David Goldberger, ’67, says that his father’s primary messages to him as he was growing up can be summarized in three words: “fairness, fairness, fairness.” “My father was a businessman, but his view of fairness was the same as mine as a lawyer—Everyone must be treated equally under the law,” Goldberger said.
After graduation, Goldberger joined the American Civil Liberties Union of Illinois as staff counsel, and he became the Illinois organization’s legal and legislative director not long afterward. In 1977, when Nazi Party members were denied a permit to hold a march in Skokie (a predominantly Jewish community), Goldberger stood on the side of freedom of speech and equal treatment by the law, taking their First Amendment case all the way to the US Supreme Court and winning it there. Pitched controversy over that case reached local and national levels, and Goldberger received hate mail and
phone calls to his office and home that included death threats.
“My experience at the Law School had strongly reinforced my understanding that the law is made up of neutral principles that should apply to everyone no matter how off-putting they are, and Skokie was an application of that understanding,” he recalled. “Living it in the real world forced me to face my adulthood. I wasn’t a student anymore.”
After moving to Columbus in the 1980s to teach at Ohio State’s law school, he continued his connection to the ACLU by serving on the Ohio affiliate’s board of directors, as its general counsel, and as a volunteer attorney. He was counsel or cocounsel for the winning side in three more major First Amendment cases at the Supreme Court, establishing the right of prison inmates to exercise their religious beliefs, the right to distribute anonymous campaign literature on street corners, and the right of the Ku Klux Klan to place an unattended cross on the Ohio statehouse plaza near a privately
sponsored menorah during the holiday season.
“It’s fair to say that I was not very sympathetic to the specific political or social views of any of the plaintiffs in the Supreme Court cases I worked on,” he observed. “For example, the religious freedom case principally involved Satanists, inmates that prison officials believed were white supremacists, and some others with equally controversial beliefs. But they all were, in my view and the Court’s view, entitled to be treated equally, so long as they abided by Department of Corrections rules.” He also had a hand in establishing at the state level the right of gay couples to adopt children and the right of white couples to adopt African-American children.
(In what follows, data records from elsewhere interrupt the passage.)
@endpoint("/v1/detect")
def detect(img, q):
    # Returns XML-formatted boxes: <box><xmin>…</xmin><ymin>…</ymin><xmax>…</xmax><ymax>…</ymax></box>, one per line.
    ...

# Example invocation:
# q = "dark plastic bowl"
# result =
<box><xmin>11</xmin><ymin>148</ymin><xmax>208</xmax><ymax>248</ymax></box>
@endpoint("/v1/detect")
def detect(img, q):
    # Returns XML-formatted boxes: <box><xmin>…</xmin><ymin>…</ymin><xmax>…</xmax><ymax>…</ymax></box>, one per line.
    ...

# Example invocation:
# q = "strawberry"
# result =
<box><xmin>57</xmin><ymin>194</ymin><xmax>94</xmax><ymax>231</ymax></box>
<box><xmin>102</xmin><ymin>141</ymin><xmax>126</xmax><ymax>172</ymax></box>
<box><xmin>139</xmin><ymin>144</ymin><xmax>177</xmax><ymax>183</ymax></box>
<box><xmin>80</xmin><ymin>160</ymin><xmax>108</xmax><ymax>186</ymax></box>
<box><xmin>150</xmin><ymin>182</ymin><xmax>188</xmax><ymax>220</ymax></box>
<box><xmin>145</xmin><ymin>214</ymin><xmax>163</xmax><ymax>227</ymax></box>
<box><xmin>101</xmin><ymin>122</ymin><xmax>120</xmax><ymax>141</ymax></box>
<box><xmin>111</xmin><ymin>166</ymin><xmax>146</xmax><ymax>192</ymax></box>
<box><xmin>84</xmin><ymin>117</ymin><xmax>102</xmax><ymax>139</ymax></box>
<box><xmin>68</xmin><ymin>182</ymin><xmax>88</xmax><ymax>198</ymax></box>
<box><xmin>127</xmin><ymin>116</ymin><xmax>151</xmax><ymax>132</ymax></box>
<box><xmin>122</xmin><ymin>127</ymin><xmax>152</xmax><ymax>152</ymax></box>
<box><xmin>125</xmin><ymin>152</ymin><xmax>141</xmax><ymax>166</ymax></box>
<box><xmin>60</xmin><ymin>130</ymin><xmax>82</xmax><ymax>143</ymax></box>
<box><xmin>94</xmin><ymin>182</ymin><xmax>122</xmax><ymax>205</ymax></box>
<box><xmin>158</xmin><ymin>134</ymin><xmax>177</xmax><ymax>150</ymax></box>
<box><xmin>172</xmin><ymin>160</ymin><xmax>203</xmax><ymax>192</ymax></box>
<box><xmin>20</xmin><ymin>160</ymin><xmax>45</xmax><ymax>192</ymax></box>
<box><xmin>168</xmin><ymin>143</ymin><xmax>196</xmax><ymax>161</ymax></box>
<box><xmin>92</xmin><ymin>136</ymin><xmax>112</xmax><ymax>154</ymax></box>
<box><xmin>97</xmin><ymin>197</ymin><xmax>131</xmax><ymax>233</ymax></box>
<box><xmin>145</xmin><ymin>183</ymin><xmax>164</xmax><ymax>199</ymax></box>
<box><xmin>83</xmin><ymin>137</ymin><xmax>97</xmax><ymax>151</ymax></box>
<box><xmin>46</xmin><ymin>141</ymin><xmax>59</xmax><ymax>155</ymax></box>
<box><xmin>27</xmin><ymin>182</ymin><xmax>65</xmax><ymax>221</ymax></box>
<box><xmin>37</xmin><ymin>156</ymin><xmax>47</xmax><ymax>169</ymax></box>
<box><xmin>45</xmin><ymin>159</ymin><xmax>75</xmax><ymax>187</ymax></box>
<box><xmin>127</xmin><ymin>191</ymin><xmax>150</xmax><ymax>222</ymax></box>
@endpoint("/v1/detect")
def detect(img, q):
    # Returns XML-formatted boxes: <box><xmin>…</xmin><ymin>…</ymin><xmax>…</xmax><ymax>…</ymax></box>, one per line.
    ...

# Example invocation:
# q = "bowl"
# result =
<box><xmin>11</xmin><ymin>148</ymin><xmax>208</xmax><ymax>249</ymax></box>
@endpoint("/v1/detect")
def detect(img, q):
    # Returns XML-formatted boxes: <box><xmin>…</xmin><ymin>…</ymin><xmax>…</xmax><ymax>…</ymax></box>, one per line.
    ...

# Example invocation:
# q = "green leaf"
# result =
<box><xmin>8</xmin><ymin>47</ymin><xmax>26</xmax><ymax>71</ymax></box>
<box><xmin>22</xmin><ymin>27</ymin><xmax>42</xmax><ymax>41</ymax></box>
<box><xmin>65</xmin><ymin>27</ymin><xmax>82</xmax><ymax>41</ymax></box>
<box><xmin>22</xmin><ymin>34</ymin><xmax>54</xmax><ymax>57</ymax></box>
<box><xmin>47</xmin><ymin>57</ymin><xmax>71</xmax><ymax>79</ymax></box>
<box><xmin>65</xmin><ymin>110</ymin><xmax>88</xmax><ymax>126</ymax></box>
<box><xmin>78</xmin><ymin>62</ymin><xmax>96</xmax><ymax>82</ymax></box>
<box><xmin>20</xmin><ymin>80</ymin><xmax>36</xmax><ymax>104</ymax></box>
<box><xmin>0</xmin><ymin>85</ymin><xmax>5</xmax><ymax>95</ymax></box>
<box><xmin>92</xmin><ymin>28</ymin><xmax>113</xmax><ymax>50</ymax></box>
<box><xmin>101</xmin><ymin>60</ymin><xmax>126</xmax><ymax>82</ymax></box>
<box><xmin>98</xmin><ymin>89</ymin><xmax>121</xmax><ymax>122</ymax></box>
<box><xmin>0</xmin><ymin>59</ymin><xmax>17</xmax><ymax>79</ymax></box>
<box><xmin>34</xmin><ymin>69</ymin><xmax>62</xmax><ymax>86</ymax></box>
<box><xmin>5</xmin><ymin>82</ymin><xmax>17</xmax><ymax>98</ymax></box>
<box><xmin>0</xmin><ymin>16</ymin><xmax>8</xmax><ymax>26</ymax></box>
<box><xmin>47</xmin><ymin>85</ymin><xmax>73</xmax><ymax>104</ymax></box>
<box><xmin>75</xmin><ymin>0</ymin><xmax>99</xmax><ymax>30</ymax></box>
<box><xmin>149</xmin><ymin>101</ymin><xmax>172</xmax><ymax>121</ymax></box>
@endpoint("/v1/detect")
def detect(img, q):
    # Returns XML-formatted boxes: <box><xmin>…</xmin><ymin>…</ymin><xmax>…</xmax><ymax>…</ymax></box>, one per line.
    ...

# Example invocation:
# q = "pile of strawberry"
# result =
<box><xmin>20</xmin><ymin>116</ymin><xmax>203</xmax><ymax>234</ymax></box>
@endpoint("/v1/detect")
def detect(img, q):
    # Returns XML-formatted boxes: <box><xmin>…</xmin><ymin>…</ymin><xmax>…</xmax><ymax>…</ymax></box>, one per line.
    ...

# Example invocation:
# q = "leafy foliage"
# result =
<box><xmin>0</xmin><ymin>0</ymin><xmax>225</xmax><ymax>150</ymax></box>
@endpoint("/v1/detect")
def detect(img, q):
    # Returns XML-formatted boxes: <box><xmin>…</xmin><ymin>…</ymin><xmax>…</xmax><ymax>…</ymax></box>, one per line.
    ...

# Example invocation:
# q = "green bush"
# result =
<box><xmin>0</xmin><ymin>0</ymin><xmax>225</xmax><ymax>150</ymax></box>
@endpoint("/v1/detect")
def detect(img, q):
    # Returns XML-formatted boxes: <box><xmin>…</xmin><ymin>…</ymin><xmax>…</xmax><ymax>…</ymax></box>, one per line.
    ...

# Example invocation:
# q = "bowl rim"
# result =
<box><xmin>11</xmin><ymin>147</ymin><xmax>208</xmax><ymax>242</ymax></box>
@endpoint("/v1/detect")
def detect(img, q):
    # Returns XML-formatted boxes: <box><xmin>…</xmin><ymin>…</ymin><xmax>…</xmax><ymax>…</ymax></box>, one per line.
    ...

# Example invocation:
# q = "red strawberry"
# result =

He taught courses in constitutional law and the First Amendment until his retirement from Ohio State’s law school in 2009, and he also served for many years as the director of the school’s clinical programs. Since 2006 he has been part of an international team of 10 experts convened by the Warsaw-based Organization for Democratic Institutions and Human Rights. They draft guidelines for policies and regulations applicable to peaceful assemblies, review the draft policies of countries, and contribute their expertise to capacity-building training for human rights defenders to improve their knowledge of standards on freedom of assembly and skills in monitoring and reporting on freedom of assembly issues.
For his impacts as a litigator, scholar, advisor, and leader, Goldberger was honored in 2017 as the third recipient of the ACLU’s Norman Dorsen Presidential Prize. “That recognition came out of the blue, and it could not have meant more to me,” he said. “Norman Dorsen was a stalwart leader of the ACLU who made incredible contributions to our civil liberties. To be honored in his name by an organization that I cherish is an indescribable source of satisfaction.”
“My association with the ACLU enabled me to work on civil liberties cases and issues that were beyond my wildest imaginings when I graduated from the Law School,” Goldberger observed. “My education at the Law School provided the skills and the understanding of legal principles I needed in order to try to make a difference. For all of that, I am most grateful.”